Sometimes, I worry that all the great stories have already been written. It seems like so much of what we see nowadays is recycled plots and adherence to conventions of genre, to the point where we can recite lines before characters say them. I’m not convinced that whatever these characters are working through onscreen is so embedded in fundamental human truths that deep down, we know what they’re going to say. I think it’s more likely that we’re dealing with overdone clichés, and whatever we’re watching is giving us a severe sense of déjà vu.
On the one hand, I suppose it’s just a manifestation of the mindset that if it’s not broken, there’s no need to fix it. If calculating villainy and breaking the fourth wall worked for Shakespeare, why change it for House of Cards? If Sherlock Holmes was such a successful character in its day, why reinvent the wheel for a character like Gregory House of House, M.D.? In fact, why not go all the way back to ancient Athens to a play called The Birds by Aristophanes, for the origin of Cloud Cuckoo Land, to be repurposed for use in The Lego Movie?
The world of art is subject to influence all the time. Throughout literature, film, music, and a whole host of other art forms, one can trace the influence of past artists on subsequent generations of work. It seems there’s no end to the inspiration one can find in one’s artistic idols. To emulate the styles and ideas that stem from their work is to be expected. And there is a boatload of artistic movements out there from which to find an artist or art form that resonates with one’s personal tastes. Not to mention that different artistic disciplines influence each other, or can be combined as in film with music, acting, and writing, for example, to create a medium of its own.
But even with all that variation, all the laudable achievements of artists of generations past, there’s a lot of commonality between works of past and present. Yes, it’s fantastic that people can read Hamlet 400 years after it was written, and still get so much out of it. The same cannot be said for the vast majority of what mainstream audiences consume today. Even so, one could see how the question of whether there are any new, groundbreaking ideas out there might seem like a pressing concern. I mean, machines are going to take over the world at some point anyway, why don’t we just let them take the composites of all the artwork out there and reproduce it? Or better yet, have artificial intelligence supplant people entirely, and have them be the artistic forces in society? Forget about It, this vision is the true horror story of the modern era. I would see no value in having a machine produce art over humans, as there must be something about the human experience that still resonates with us more than whatever algorithms and metal parts could come up with.

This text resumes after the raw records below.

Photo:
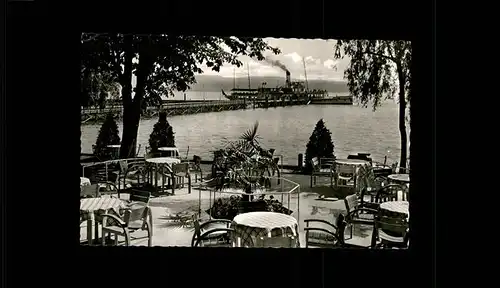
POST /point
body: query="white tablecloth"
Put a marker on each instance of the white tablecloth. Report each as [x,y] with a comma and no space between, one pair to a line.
[400,177]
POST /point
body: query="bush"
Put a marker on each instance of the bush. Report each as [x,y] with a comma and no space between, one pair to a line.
[228,208]
[162,135]
[108,135]
[320,145]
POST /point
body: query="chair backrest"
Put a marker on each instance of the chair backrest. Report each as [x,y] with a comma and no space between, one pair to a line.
[341,223]
[346,169]
[315,162]
[180,167]
[388,193]
[351,202]
[139,195]
[276,242]
[136,211]
[90,191]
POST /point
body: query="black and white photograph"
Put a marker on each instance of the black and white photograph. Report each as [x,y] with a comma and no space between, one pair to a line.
[215,141]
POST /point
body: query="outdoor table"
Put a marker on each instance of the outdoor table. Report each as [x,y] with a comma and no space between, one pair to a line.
[84,181]
[405,178]
[115,150]
[249,226]
[92,207]
[161,161]
[354,162]
[397,208]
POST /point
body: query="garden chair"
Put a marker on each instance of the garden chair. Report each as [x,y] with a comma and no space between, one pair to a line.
[392,232]
[276,242]
[204,234]
[358,214]
[90,191]
[322,167]
[137,217]
[331,237]
[389,193]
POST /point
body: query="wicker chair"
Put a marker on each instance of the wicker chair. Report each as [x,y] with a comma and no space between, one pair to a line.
[322,167]
[389,193]
[330,237]
[204,235]
[392,232]
[276,242]
[179,171]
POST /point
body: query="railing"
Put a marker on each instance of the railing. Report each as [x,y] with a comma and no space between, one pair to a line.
[285,191]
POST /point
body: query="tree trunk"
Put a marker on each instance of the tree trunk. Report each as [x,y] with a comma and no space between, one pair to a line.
[402,118]
[130,111]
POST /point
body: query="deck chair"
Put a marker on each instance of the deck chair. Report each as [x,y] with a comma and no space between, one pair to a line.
[276,242]
[137,217]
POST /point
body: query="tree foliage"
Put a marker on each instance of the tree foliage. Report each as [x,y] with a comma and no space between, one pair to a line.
[320,144]
[162,134]
[378,70]
[108,135]
[163,64]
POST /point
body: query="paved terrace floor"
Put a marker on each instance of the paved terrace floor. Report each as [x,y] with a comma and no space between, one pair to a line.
[167,232]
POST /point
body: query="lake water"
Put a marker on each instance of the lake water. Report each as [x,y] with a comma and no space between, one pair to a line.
[286,129]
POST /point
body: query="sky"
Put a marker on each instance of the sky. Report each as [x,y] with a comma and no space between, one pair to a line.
[318,54]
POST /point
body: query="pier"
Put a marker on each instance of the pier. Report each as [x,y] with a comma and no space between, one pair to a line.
[184,107]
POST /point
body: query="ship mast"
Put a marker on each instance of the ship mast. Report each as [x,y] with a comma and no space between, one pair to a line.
[305,73]
[248,71]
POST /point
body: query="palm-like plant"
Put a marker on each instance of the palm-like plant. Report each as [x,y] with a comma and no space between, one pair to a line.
[243,163]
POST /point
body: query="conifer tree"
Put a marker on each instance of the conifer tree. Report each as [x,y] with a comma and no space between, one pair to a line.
[320,144]
[108,135]
[162,135]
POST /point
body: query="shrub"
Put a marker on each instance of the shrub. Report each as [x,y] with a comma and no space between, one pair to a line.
[108,135]
[162,135]
[320,145]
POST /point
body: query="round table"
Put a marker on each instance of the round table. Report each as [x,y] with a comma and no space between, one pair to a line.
[400,208]
[84,181]
[400,177]
[249,226]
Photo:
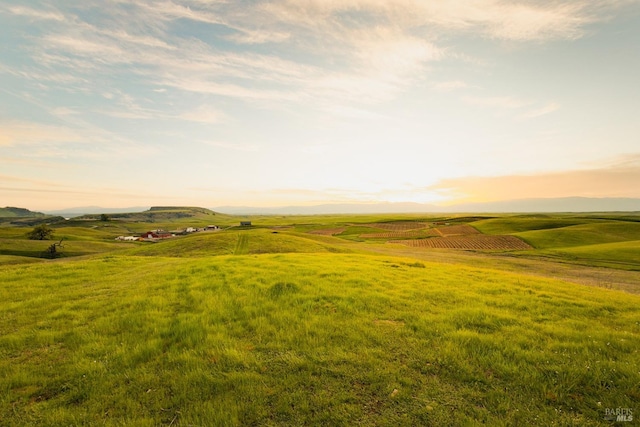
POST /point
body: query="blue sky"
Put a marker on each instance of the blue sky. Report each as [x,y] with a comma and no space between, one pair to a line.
[266,103]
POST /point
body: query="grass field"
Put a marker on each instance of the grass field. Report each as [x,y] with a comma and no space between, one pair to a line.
[274,325]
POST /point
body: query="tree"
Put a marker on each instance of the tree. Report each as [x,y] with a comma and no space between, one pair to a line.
[52,251]
[41,232]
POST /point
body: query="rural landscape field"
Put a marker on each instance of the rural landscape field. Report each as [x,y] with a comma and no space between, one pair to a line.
[409,319]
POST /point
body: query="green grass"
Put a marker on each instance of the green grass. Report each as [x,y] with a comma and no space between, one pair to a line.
[277,327]
[519,223]
[583,234]
[317,339]
[624,255]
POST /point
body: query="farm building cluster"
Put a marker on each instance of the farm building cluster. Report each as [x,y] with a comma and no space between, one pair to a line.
[155,235]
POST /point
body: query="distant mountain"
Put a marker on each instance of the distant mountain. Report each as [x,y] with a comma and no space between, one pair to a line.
[566,204]
[12,212]
[337,208]
[87,210]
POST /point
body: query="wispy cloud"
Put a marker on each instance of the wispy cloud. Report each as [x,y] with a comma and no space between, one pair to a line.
[505,102]
[543,111]
[617,180]
[449,85]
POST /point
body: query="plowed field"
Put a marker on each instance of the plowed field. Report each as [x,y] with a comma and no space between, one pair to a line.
[401,234]
[457,230]
[475,242]
[398,226]
[328,231]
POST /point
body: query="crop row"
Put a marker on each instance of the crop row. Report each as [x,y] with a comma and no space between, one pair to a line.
[401,234]
[457,230]
[398,226]
[477,242]
[328,231]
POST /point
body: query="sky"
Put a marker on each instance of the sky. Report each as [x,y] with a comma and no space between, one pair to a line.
[120,103]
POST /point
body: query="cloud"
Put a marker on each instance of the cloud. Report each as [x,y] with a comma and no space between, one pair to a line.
[616,180]
[547,109]
[29,134]
[504,102]
[41,15]
[204,114]
[449,86]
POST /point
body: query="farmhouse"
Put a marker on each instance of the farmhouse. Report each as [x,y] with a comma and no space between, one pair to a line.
[156,234]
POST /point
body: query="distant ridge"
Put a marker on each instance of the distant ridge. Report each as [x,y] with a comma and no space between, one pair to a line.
[89,210]
[565,204]
[13,212]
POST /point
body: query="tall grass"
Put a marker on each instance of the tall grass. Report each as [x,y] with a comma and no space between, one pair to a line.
[315,339]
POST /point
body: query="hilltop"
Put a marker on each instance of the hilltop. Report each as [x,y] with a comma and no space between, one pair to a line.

But every so often, one can find a show or movie that they’ve never seen anything like. Something that moves past stock characters, tired tropes, and easily-digestible formats into territory that tells you that you’re not in Kansas anymore. Now, I hate to prattle on about the glorious confusion that is Twin Peaks: The Return, but I can’t seem to let this show go. And why would I want to? The show confronts viewers with bizarre, grotesque, or otherwise startling material, and avoids any semblance of closure like the plague. It demands to be mulled over, never forgotten, and succeeds in its attempts to draw out emotions and thoughts in its viewers that would normally go unexpressed. And it doesn’t rely on white bread tactics as filler for network television.
The show will pit tender, adorable moments of rekindled romance or parent-child bonding, against gruesome acts of violence and unspeakable terrors. The effect is harrowing, and a more complete understanding of the meaning of evil emerges when placed next to those warm fuzzy moments. Everyone and their mother has seen stories unfold that hinge solely on the saccharine aspects of life, or mostly on the blatant terrors of bombastic horror films. And people find whatever makes them comfortable, knowing how the plot will end after sizing up the story, and walk away from the experience ready to rinse and repeat. There’s nothing inherently problematic with this dynamic, as many people just want to watch a story as old as time, in the manner in which they are accustomed, and do so in peace. But there won’t be anything wild happening. Nothing completely outside the norm, nothing you haven’t already seen, and nothing to contradict the notion that there’s no new art to be made. Directors such as David Lynch, with their reimagining of existing art forms, and truly original presentations of them, bring me hope that there are always new stories to be made, and new artworks to be created.
None of the great stories of the past existed before someone came up with them. And while there will likely be conventional aspects of genre that provide frameworks for stories, they will shift and adapt gradually with time. Drawing on artistic influences of the past could conceivably overshadow the minds of contemporary artists. Art inspires more art to be made, and that kind of power cannot be washed out by fretful imaginings.